Giving a speech to the audience who paid some GBP1,500 a ticket to be there, Rama made a joke out of Albania’s communist past and admitted he knew the decision would land him in hot water with the EU. Nonetheless, the partnership with Henley & Partners– concessionaires of cash-for-passport schemes in a number of countries with links to Cambridge Analytica, seems set to go ahead.

To find out more about what the implications of this scheme are for Albania’s international reputation, as well as how it may affect their EU accession process, Exit contacted EU Commissioner for Justice Vera Jourova who has called for such schemes to be banned.

What do you think about EU candidate countries that start cash-for-passport schemes?

Investor citizenship schemes raise concerns about certain inherent risks, in particular as regards security, money laundering, tax evasion and corruption.

Due to the prospect of future Union citizenship of the citizens of candidate countries, citizenship of these countries becomes increasingly attractive to investors. This is the case already during the accession process as candidate countries and potential candidates develop closer relations with the EU and can obtain the right for their citizens to enter the Schengen area visa-free for short stays.

In order to prevent such schemes causing the risks mentioned, conditions regarding citizenship investor schemes are included as part of the EU accession process. Countries concerned are expected to have very robust monitoring systems in place, including systems to counter possible security risks such as money laundering, terrorist financing, corruption and infiltration of organised crime linked to any such schemes.

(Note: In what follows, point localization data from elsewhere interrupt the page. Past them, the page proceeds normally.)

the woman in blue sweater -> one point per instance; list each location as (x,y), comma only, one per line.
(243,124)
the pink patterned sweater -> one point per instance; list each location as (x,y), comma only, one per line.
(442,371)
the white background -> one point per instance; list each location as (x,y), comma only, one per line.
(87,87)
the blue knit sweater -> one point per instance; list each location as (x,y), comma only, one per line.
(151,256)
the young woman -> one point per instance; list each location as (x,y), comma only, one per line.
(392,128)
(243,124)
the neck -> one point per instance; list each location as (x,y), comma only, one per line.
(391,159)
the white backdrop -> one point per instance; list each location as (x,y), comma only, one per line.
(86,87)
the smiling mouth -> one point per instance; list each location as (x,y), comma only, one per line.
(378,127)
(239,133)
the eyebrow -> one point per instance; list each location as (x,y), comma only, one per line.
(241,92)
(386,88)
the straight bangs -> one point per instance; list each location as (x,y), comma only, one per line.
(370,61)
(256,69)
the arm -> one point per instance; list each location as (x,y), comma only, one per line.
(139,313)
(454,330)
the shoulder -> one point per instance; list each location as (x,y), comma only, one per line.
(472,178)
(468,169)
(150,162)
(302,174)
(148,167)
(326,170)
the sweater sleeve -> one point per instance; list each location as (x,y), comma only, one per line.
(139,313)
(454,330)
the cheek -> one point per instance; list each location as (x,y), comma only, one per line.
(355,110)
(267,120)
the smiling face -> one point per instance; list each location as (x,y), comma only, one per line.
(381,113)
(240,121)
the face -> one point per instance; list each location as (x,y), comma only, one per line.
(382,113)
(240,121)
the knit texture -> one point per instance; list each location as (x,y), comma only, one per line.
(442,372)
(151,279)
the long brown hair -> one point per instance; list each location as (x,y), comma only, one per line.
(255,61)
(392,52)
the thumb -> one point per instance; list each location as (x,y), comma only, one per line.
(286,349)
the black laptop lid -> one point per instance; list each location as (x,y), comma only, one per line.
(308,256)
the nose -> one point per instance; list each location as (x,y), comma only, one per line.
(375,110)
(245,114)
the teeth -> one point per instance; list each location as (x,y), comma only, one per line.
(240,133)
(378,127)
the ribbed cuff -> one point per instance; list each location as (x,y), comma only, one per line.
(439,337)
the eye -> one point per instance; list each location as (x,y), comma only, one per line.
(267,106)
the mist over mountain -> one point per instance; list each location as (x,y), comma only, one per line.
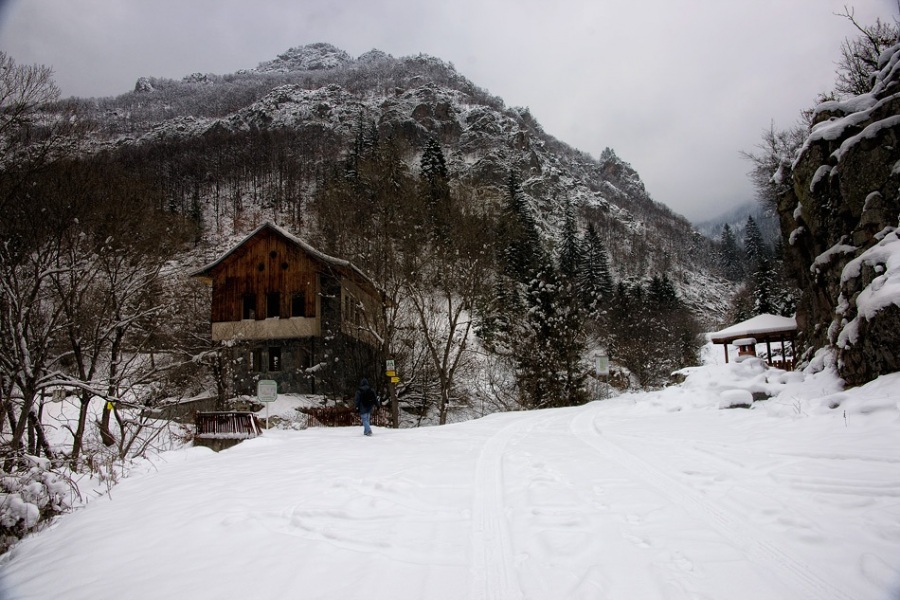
(323,96)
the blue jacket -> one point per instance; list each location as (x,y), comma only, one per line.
(366,399)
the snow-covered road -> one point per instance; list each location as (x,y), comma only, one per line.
(640,497)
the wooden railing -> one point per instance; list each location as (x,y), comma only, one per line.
(227,425)
(341,416)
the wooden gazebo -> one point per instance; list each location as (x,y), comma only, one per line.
(762,328)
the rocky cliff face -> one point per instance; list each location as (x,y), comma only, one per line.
(839,221)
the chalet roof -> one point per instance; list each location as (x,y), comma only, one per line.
(339,263)
(762,327)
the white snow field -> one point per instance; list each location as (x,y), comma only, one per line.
(646,496)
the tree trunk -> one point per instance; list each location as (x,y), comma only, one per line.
(78,442)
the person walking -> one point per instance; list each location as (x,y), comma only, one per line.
(366,401)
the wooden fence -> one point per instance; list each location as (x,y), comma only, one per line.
(342,416)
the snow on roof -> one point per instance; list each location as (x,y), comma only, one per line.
(321,256)
(757,327)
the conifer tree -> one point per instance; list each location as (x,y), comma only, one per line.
(570,255)
(730,255)
(754,246)
(595,282)
(435,186)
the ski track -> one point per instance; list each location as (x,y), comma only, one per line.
(492,574)
(793,573)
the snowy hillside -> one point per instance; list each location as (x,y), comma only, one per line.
(647,496)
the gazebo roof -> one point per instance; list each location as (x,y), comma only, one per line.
(762,327)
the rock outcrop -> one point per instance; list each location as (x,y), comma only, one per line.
(839,221)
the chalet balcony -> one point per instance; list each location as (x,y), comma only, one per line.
(267,329)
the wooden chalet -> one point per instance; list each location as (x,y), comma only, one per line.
(761,329)
(290,313)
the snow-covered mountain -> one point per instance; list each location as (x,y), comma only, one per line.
(321,92)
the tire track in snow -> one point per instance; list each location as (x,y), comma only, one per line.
(793,573)
(492,574)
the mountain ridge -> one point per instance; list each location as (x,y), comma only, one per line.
(319,88)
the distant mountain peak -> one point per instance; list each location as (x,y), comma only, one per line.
(311,57)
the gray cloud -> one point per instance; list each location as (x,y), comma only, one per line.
(678,88)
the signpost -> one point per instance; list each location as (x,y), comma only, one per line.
(267,391)
(390,371)
(603,370)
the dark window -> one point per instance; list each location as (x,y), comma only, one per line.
(274,359)
(249,307)
(255,360)
(273,305)
(298,305)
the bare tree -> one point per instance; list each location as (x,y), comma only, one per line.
(859,56)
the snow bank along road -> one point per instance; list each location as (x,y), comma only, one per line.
(605,501)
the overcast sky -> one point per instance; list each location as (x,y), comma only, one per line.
(678,88)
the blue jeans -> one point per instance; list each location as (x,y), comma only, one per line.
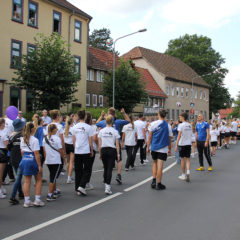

EU candidate countries should refrain from any measure that could jeopardise the attainment of the EU’s objectives, when using their prerogatives to award nationality.

The Commission monitors investor citizenship schemes in the context of the EU accession process.

What do you think about cash-for-passport schemes in candidates countries that enjoy Schengen movement, such as Albania? 

While the European Union respects the right of sovereign countries to decide on their own naturalisation procedures, visa-free access to the Union should not be used as a tool for leveraging individual investment in return for citizenship.

The implementation of such schemes will be duly taken into account when assessing third countries that could be considered for a visa-free regime with the European Union. Moreover, third countries that already enjoy visa-free status must carry out security and background checks of applicants for citizenship schemes to the highest possible standards. Any failures in this regard could be grounds for re-imposing a visa requirement and suspending or terminating visa waiver agreements.

The Commission monitors the impact of investor citizenship schemes implemented by visa-free countries as part of the visa-suspension mechanism.

What implications do you think these schemes have in countries where money laundering and corruption is already a significant issue?

Such schemes could be used to bypass the regular Schengen visa procedure and the in-depth assessment of individual migratory and security risks it entails, including a possible evasion of measures to prevent money laundering and financing of terrorism.

What are the implications of EU accession for countries like Albania, operating such schemes? 

The Commission monitors investor citizenship schemes in the context of the EU accession process.

Exit also contacted the EU Delegation in Tirana for comment, but they failed to respond to a number of questions sent via email over a two week period.